For IT Administrators:

  • Restrict passkey enrollment: Use Azure AD Conditional Access to require that any change to authentication methods—including passkey registration—comes from a managed, compliant device or a trusted network location.
  • Review self-service settings: In the Azure portal, under “User feature settings,” disable the ability for users to manage their own security info entirely, or limit it to specific groups. Require admin approval for new passkey additions.
  • Alert on new authentication methods: Set up monitoring in Microsoft 365 Defender or Sentinel to trigger alerts when a new passkey or security key is registered, especially from atypical geographies or devices.
  • Strengthen enrollment verification: If your organization uses temporary access passes (TAP) for onboarding, consider extending such verification to any high-privilege passkey enrollment. A callback to a known number or a separate channel approval can block impersonation.
  • Deploy phishing-resistant MFA: Issue organization-managed FIDO2 hardware keys. Do not allow users to register personal devices as passkey providers unless strictly necessary, and even then, enforce attestation.
  • User training and simulations: Regularly test employees with simulated vishing calls. Train them to never engage with unexpected IT outreach. Emphasize: “We will never ask you to add a passkey over the phone.”
  • Establish an IT call-back policy: Encourage users to hang up and call a published internal number to verify any request. This simple step stops most impersonation attempts.

For End Users:

  • Be suspicious of any call that claims your account is at risk and needs immediate action.
  • Never follow instructions from an unsolicited caller to visit a website, install an app, or add a security token.
  • Contact your IT department directly using a known number or email—do not use caller ID information, which can be spoofed.
  • If something feels off, report it immediately.

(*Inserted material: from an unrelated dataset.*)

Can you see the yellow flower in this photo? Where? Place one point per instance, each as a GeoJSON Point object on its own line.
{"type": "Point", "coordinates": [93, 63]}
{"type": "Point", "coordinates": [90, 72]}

Quick Comparison: Legitimate vs. Vishing Passkey Enrollment

Feature Legitimate Enrollment Vishing Attack
Initiation You decide, often prompted by official channel Caller initiates, creates urgency
Method Follow internal docs or IT-guided session Caller gives step-by-step through unknown pages
Communication Through known internal channels (Teams, verified email) Unsolicited phone call
Verification IT may send a verify code through official app Only verbal assurance
Outcome Your device gains a passkey Attacker’s device gains a passkey

Looking Ahead: The Next Wave of Identity Threats

The Pink group’s campaign signals a turning point. As passkeys become ubiquitous—Apple, Google, and Microsoft are all pushing the standard—enrollment-based attacks will likely increase. Service providers will need to build more friction into the registration process, possibly requiring multi-party approval or biometric proof of presence. Regulatory bodies may soon demand that high-assurance passkey enrollments be treated with the same rigor as in-person identity verification.

For now, the most effective defense remains a combination of technical restrictions and human vigilance. Organizations that act early to lock down the passkey enrollment flow will be well positioned before the wave hits in April 2026. This isn’t about abandoning passwordless technology; it’s about recognizing that even the strongest lock can be compromised if you hand over the key.